Tubbs Jones and other black leaders ended up endorsing a newcomer, Raymond Pierce; a former Clinton Administration appointee who’s never held elective office. Congresswoman Tubbs Jones downplayed the fact that Pierce is political neophyte:
Stephanie Tubbs Jones- Holding a prior elected office is not a prerequisite to becoming Mayor of the city of Cleveland. Hillary Clinton never held public office and she’s the Senator of the state of New York.
JB- But Cleveland State University Professor Ron Bush says Raymond Pierce’s lack of political experience points to a sense of desperation among members of Cleveland’s political machine.

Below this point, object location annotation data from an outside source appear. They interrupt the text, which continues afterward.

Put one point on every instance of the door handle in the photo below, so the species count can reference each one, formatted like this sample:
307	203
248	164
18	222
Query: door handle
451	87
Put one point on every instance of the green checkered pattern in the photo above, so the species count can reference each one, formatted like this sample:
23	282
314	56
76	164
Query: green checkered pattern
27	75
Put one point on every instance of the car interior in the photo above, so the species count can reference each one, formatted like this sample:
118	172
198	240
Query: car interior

Ron Bush- The black population in the city, like the black population in the U.S., is the most homogenous group of Democratic Party supporters. The fact that we have a candidate running today as a mayoral candidate - Mr. Pierce - who has virtually no elected experience, suggest that somebody wanted a black candidate.
JB- In contrast, Pierce opponent Jane Campbell is a veteran politician. She shrewdly held off on a decision to run for Mayor until finding out who she’d be running against.
Campbell’s campaign has risen more than three times as much as her opponent’s. She carries the support of Cleveland’s business interests, and most of its labor unions.
Campbell, who is white, avoids discussions of race and ethnicity, but after her victory in the primary, she made sure the stage was filled with prominent African American ministers, a gamut for support east of the river. “J”, a well-known gospel radio host led her winning chant.
“J"- When I say Jane, you say Campbell… Jane… Campbell… Jane… when I say mayor…
Jane Campbell- My commitment to the African-American community is unwavering, it is part of who I am.
JB- But Pierce paints Campbell as a suburban socialite who wants to use the Mayor’s office as a steppingstone to the Governor’s Mansion. He says he’s working hard to assure west side voters that he’ll represent them fairly.
Raymond Pierce- That’s never an issue for African Americans; it always seems to be an issue for non-African Americans. My administration will be diverse.
JB- Cleveland’s current Mayor was successful in part because he was able to represent interests on both sides of the river. While the candidates try hard to avoid discussing the racial divide, their advisors can’t, and they say neither candidate will be able to win without crossover votes from the other’s political base. For NPR news, I’m Janet Babin in Cleveland.